BOOK IV. THREE LOVE PROBLEMS.
36. CHAPTER XXXVI.
(continued)
"Don't be hard on the poor boy, Vincy. He'll turn out well yet,
though that wicked man has deceived him. I feel as sure as I
sit here, Fred will turn out well--else why was he brought back
from the brink of the grave? And I call it a robbery: it was
like giving him the land, to promise it; and what is promising,
if making everybody believe is not promising? And you see he did
leave him ten thousand pounds, and then took it away again."
"Took it away again!" said Mr. Vincy, pettishly. "I tell you
the lad's an unlucky lad, Lucy. And you've always spoiled him."
"Well, Vincy, he was my first, and you made a fine fuss with him
when he came. You were as proud as proud," said Mrs. Vincy,
easily recovering her cheerful smile.
"Who knows what babies will turn to? I was fool enough, I dare say,"
said the husband--more mildly, however.
"But who has handsomer, better children than ours? Fred is far
beyond other people's sons: you may hear it in his speech, that he
has kept college company.
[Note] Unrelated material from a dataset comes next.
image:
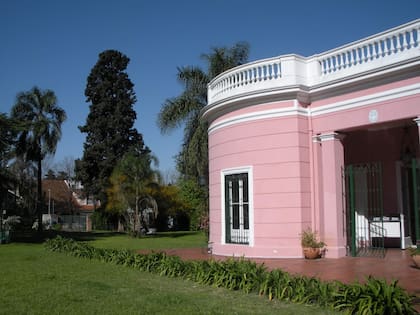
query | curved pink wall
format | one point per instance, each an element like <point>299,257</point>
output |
<point>277,149</point>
And Rosamond--where is there a girl
like her? She might stand beside any lady in the land, and only
look the better for it. You see--Mr. Lydgate has kept the highest
company and been everywhere, and he fell in love with her at once.
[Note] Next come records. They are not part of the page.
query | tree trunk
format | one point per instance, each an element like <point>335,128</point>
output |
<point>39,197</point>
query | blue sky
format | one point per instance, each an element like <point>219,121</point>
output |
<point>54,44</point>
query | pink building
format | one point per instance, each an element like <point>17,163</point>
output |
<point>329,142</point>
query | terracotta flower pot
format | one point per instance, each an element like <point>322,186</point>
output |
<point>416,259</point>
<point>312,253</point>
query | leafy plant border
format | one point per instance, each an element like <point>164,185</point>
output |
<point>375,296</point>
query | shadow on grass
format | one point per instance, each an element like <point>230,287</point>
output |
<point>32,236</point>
Not but what I could have wished Rosamond had not engaged herself.
She might have met somebody on a visit who would have been a far
better match; I mean at her schoolfellow Miss Willoughby's. There are
relations in that family quite as high as Mr. Lydgate's."
"Damn relations!" said Mr. Vincy; "I've had enough of them.
I don't want a son-in-law who has got nothing but his relations
to recommend him."
"Why, my dear," said Mrs. Vincy, "you seemed as pleased as could
be about it. It's true, I wasn't at home; but Rosamond told me you
hadn't a word to say against the engagement. And she has begun
to buy in the best linen and cambric for her underclothing."